Massive Public Brawls in Shopping Centers Are Becoming an American Holiday Tradition

By
A heavily armed police officer blocks the entrance of the Oak Court Mall in Memphis. Photo: Jim Weber/AP

Fights involving hundreds of teenagers broke out in malls across America on the day after Christmas and videos uploaded by shocked shoppers of holiday mayhem have become ubiquitous on social media. Police have so far reported 15 similar incidents in crowded malls from coast to coast including at shopping centers in New Jersey, Connecticut, Texas, and Tennessee.

All told, by the end of the day, pandemonium had broken out at shopping malls in 12 states with some states like Tennessee and Connecticut reporting multiple incidences.

Police were forced to put the upscale Hullen Mall in Fort Worth, Texas, on lockdown after more than 200 teenagers began fighting with each other, running, and screaming in a mall-wide rumble.

In Beachwood, Ohio, the Beachwood Place mall was also put on lockdown after a chaotic fight broke out between more than 500 teenagers. In the end, it took officers from three separate jurisdictions — some using pepper spray — to restore order.

Hundreds of rampaging teens forced the Shoppes at Buckland Hills in Manchester, Connecticut, to close early, and the city had to call in extra buses to take all of the teens home. In Aurora, Colorado, police were arresting one fight participant when the crowd of onlookers became restive, swelling to more than 500 people. The mall had to be shut down and evacuated. Another mall in another town named Aurora, this one outside of Chicago, was also temporarily shut down after a similar incident there. At least eight juveniles from 13-to-17 years old have been charged in that disturbance.

In Memphis, seven people were arrested after two brawls broke out in malls only ten miles apart.

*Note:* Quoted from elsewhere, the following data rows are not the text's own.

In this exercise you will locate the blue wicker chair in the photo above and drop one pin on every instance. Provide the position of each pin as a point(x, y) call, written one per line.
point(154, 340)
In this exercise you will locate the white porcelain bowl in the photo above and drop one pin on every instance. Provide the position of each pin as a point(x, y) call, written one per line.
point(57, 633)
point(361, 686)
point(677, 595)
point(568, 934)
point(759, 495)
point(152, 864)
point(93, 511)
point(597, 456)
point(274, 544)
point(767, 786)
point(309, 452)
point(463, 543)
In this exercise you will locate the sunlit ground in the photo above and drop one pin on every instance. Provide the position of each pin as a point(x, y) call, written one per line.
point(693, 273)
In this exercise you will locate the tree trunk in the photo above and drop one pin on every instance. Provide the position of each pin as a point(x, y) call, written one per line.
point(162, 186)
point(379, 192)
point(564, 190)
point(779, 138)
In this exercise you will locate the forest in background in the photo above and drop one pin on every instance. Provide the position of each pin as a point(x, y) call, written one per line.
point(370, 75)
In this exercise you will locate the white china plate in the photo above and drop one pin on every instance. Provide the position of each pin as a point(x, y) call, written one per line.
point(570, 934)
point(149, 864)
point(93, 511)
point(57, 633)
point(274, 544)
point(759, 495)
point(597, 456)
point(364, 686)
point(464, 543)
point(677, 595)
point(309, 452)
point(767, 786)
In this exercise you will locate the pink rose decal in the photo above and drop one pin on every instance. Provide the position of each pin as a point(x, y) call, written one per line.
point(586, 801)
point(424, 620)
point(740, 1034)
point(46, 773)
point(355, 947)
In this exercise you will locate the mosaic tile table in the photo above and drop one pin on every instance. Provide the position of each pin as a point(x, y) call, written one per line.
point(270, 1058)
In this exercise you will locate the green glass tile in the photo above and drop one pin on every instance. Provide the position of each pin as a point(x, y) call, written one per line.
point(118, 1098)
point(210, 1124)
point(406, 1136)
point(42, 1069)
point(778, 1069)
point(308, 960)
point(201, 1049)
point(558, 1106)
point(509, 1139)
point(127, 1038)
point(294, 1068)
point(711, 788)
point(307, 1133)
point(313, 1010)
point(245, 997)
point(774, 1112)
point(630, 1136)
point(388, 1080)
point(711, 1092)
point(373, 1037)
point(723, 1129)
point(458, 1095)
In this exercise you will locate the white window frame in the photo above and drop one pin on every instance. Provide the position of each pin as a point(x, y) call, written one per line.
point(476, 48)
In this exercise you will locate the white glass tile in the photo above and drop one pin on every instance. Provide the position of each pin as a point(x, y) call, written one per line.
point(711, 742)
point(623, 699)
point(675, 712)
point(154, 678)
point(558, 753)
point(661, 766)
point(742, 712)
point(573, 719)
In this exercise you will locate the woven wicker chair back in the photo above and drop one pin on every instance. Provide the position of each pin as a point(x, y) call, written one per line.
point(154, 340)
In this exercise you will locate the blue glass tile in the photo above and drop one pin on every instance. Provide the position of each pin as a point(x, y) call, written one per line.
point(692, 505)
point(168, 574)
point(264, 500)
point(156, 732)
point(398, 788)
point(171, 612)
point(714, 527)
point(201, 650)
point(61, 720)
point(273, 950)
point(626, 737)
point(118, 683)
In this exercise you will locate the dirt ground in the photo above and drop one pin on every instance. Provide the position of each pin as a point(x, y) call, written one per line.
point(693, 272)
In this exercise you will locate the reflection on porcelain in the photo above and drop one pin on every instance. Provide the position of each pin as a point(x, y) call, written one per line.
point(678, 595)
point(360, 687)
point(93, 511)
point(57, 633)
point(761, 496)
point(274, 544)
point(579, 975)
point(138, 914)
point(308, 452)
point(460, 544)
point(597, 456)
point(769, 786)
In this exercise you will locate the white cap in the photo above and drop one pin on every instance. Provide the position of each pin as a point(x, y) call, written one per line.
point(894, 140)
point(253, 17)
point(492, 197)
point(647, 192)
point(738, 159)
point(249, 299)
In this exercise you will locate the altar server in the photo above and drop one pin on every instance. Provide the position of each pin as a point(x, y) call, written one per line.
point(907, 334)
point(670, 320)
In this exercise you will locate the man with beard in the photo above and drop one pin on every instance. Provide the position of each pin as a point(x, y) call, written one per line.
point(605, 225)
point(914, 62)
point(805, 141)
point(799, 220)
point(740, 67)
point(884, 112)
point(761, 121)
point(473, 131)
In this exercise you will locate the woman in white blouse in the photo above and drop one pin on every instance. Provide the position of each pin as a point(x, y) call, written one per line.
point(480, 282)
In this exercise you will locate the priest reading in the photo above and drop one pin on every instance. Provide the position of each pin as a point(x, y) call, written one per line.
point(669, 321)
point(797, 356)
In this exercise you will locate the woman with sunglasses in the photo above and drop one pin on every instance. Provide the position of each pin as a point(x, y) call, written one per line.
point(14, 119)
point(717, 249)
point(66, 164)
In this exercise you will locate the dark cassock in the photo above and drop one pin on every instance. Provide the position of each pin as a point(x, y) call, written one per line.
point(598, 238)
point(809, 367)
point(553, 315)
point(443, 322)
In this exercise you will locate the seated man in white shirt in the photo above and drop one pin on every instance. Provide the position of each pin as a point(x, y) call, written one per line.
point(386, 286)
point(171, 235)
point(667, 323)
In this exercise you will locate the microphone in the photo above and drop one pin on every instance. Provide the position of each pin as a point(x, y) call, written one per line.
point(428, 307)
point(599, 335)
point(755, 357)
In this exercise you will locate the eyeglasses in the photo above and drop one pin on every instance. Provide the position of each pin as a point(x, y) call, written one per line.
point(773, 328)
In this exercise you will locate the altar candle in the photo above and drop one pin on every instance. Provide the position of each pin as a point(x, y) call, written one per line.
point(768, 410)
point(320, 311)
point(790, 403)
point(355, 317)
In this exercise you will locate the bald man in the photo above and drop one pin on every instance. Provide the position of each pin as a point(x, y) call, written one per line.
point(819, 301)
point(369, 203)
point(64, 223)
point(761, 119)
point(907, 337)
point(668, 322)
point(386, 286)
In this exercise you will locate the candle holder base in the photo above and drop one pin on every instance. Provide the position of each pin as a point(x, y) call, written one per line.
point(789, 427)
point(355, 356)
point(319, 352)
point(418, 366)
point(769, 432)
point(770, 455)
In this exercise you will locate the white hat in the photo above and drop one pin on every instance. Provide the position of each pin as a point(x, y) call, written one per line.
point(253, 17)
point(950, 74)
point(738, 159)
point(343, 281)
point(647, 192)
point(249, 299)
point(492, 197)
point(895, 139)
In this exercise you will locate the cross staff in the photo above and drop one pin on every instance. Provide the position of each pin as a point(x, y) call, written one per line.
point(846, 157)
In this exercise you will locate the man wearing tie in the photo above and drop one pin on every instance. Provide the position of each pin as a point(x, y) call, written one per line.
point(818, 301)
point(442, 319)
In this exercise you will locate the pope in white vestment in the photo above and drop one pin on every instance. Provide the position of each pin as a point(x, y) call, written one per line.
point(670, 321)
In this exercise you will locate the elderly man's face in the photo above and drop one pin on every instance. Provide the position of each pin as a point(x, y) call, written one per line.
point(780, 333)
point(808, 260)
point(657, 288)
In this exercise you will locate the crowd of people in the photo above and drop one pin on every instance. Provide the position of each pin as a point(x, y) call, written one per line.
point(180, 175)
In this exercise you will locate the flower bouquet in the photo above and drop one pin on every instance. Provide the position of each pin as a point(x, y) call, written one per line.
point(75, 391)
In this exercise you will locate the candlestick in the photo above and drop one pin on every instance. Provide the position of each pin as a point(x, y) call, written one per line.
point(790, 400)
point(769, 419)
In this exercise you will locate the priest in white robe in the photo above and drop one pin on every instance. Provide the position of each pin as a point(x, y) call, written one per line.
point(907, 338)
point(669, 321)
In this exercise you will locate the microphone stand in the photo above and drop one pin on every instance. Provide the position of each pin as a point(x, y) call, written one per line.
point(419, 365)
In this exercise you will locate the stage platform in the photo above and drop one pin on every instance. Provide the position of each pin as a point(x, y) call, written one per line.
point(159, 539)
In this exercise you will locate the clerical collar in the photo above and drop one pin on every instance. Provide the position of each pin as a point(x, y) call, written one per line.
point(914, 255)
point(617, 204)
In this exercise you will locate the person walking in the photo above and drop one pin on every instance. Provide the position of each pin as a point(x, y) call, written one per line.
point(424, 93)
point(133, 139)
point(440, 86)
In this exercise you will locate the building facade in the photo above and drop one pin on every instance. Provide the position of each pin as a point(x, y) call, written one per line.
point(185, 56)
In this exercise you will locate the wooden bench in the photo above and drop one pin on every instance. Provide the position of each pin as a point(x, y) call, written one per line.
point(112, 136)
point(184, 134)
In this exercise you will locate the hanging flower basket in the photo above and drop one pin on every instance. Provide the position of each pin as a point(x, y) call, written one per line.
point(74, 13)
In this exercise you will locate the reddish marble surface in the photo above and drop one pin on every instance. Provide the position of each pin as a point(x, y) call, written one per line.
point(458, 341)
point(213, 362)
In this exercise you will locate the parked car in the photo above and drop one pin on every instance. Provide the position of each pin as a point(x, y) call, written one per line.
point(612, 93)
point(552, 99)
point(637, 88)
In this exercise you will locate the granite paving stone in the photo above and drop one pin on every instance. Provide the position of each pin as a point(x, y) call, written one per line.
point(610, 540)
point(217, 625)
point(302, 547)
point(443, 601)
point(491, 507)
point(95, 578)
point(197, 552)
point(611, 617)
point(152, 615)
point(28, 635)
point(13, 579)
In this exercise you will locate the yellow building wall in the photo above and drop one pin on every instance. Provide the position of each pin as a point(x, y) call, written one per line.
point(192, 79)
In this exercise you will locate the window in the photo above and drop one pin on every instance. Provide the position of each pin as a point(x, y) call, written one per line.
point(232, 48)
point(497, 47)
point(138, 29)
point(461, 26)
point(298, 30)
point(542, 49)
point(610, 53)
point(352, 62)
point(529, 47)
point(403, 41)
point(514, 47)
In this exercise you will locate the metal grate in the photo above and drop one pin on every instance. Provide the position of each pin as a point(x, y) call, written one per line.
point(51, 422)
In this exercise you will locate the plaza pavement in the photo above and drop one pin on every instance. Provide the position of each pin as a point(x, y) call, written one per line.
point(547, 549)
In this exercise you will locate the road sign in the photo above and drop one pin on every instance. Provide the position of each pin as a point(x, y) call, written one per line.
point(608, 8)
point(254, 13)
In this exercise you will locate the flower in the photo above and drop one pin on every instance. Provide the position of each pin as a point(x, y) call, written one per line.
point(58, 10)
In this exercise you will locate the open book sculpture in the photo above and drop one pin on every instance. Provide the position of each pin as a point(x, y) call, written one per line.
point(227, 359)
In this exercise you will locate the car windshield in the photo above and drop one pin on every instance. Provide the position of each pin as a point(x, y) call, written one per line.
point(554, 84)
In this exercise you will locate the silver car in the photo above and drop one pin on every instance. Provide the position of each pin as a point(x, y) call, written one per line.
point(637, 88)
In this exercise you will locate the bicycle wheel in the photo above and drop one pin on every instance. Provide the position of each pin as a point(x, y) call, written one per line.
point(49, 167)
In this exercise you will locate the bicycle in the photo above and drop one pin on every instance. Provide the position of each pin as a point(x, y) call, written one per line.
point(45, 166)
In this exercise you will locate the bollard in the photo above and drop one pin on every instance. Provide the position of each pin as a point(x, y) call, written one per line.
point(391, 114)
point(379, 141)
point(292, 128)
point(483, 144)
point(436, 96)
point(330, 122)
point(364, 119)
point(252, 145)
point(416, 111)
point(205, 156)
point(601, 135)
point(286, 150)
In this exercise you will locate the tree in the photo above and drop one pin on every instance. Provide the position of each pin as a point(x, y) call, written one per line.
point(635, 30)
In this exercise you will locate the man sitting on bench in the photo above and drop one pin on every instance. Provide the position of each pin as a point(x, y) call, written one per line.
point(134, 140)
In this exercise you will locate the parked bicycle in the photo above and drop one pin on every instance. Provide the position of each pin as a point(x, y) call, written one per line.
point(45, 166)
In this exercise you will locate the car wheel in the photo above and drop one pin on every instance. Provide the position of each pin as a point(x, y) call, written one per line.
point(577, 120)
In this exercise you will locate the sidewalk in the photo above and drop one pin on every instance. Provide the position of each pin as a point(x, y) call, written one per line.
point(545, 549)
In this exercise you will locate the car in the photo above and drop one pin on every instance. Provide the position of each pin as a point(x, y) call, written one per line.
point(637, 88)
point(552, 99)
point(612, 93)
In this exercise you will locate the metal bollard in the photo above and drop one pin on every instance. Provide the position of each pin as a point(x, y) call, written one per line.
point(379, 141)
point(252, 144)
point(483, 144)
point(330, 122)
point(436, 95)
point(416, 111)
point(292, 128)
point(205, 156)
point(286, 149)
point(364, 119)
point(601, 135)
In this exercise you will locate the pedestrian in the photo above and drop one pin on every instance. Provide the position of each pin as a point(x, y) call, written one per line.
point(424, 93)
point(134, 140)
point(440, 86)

Nationwide, many mall-fighters were arrested; one, in Cleveland, for allegedly pushing a police officer.

Meanwhile, in Chattanooga, Tennessee, chaos broke out with shoppers being pushed to the floor after some teens set off fireworks, allegedly to distract people while they shoplifted. Inevitably mallgoers thought someone was shooting a gun and panicked.

Nervous shoppers mistakenly believing that they heard gunshots were a common feature of many of the brawls. During a fight in a mall in Elizabeth, New Jersey, a widely heard gunshot turned out to actually be the sound of someone throwing a chair.

In Fort Worth, a SWAT team actually stormed a mall where gunshots were erroneously reported. In all, more than 70 people called 911 nationwide believing that they heard gunshots.

Somehow, there were no major injuries reported during any of these fights or in the ensuing chaos as terrified shoppers fled. In New Jersey, two children suffered minor injuries while trying to escape, and in North Carolina, medical personnel responded after one person had a medical episode while trying to get away from the mob.

Though the size and pervasiveness of this year’s brawls is unprecedented, holiday-mall fights are not a new phenomenon. Just ask anybody who shopped at Kings Plaza in Brooklyn the day after Christmas in 2013 when more than 300 teens started a small riot.

While the scale of the incidents led some officials to conclude that they were organized on social media — police in Ohio claimed the mall brawl there was “loosely organized on social media” — no evidence of premeditation has turned up.

Speaking to the New York Times, Gary Haba, a captain in the Beachwood Police Department, said he doubted that the fights were organized at all: “I don’t think there’s Dr. Evil sitting around in some chair somewhere directing everybody to do this. It just seemed like kids showed up and they were waiting to start seeing some mayhem.”